L’activité du PSU fut assurée à Clamart jusqu’à la dissolution du parti au niveau national en 1989. Avec certains de ses militants et des écologistes, Pierre Hadj-Amar participa alors au développement de « Clamart Autogestion » (association créée dix ans auparavant par la section PSU de Clamart dans le prolongement du « front autogestionnaire » des élections législatives de 1978) pour intervenir sur les problèmes locaux d’environnement et d’aménagement et s’opposer à la réalisation du projet « pharaonique » du département des Hauts-de-Seine qu’était le tunnel autoroutier.
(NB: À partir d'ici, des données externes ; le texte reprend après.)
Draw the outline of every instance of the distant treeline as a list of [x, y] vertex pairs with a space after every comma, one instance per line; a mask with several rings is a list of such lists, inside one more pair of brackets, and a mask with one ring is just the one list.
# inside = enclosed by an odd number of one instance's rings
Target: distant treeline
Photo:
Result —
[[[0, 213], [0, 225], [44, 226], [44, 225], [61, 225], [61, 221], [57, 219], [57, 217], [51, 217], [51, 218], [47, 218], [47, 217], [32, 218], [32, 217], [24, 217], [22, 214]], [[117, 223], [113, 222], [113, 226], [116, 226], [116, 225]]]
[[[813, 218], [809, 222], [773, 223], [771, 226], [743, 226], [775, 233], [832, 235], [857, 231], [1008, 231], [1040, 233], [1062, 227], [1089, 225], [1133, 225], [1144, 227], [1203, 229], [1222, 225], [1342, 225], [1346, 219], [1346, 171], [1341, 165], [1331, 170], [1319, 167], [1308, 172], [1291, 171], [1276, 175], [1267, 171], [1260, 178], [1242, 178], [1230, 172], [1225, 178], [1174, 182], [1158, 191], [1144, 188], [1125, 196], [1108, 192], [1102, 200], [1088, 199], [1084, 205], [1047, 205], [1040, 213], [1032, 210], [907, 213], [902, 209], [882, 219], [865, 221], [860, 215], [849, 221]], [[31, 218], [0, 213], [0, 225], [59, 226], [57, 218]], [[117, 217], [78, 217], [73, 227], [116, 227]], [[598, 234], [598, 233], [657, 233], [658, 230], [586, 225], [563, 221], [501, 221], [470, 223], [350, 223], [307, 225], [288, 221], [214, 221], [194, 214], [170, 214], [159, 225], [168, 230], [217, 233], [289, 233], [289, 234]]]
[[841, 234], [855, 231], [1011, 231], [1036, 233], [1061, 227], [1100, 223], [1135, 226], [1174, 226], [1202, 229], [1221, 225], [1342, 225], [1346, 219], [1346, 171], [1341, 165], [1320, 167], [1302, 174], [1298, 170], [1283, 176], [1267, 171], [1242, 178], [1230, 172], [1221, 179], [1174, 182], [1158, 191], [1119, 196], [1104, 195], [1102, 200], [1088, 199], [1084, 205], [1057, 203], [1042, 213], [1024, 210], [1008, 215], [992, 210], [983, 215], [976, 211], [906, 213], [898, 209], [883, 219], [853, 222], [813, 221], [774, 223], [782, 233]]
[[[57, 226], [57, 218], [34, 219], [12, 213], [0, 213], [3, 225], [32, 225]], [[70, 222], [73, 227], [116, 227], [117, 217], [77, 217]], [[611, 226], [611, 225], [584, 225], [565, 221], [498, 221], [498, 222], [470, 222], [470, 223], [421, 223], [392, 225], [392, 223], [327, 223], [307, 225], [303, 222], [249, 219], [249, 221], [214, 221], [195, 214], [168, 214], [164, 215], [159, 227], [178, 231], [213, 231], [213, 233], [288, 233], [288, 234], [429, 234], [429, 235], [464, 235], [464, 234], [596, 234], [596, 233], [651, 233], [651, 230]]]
Pierre Hadj-Amar figurait sur la liste présentée par cette organisation lors des élections municipales en 1983, 1989 et 1995. En 2000, « Clamart Autogestion » se transforma en « Alternative Clamartienne » qui devait présenter des listes aux municipales de 2001 et 2008, mais Pierre Hadj-Amar refusa d’y adhérer.
Retraité, Pierre Hadj-Amar continuait à aider les militants qu’il avait connus jeunes techniciens à la Thomson et qui avaient pris des responsabilités politiques ou syndicales. Il se retrouva avec eux et quelques-uns des leaders Thomson des années 1950 le 20 novembre 1996, manifestant devant le siège sis 173 boulevard Haussmann contre la cession de la première entreprise française d’électronique.
En 2010, Pierre Hadj-Amar, veuf depuis novembre 1990, était toujours domicilié à Clamart ; il signa l’appel au rassemblement du cinquantième anniversaire de la fondation du PSU les 10 et 11 avril 2010.
Par Éric Belouet
SOURCES : Arch. JOC (SG), fichier des anciens permanents. — André Gueslin (dir.), Les hommes du pneu. Les ouvriers Michelin (1940-1980), Les Éditions de l’Atelier, 1999. — Notice biographique rédigée par Louis Moulinet. — Nombreux entretiens et conversations informelles avec l’intéressé. — Notes de Roger Barralis. — État civil de Clermont-Ferrand. — Des archives personnelles de son activité militante sont à l’ITS rue de Malte et une partie - sur la Thomson - à la CFDT.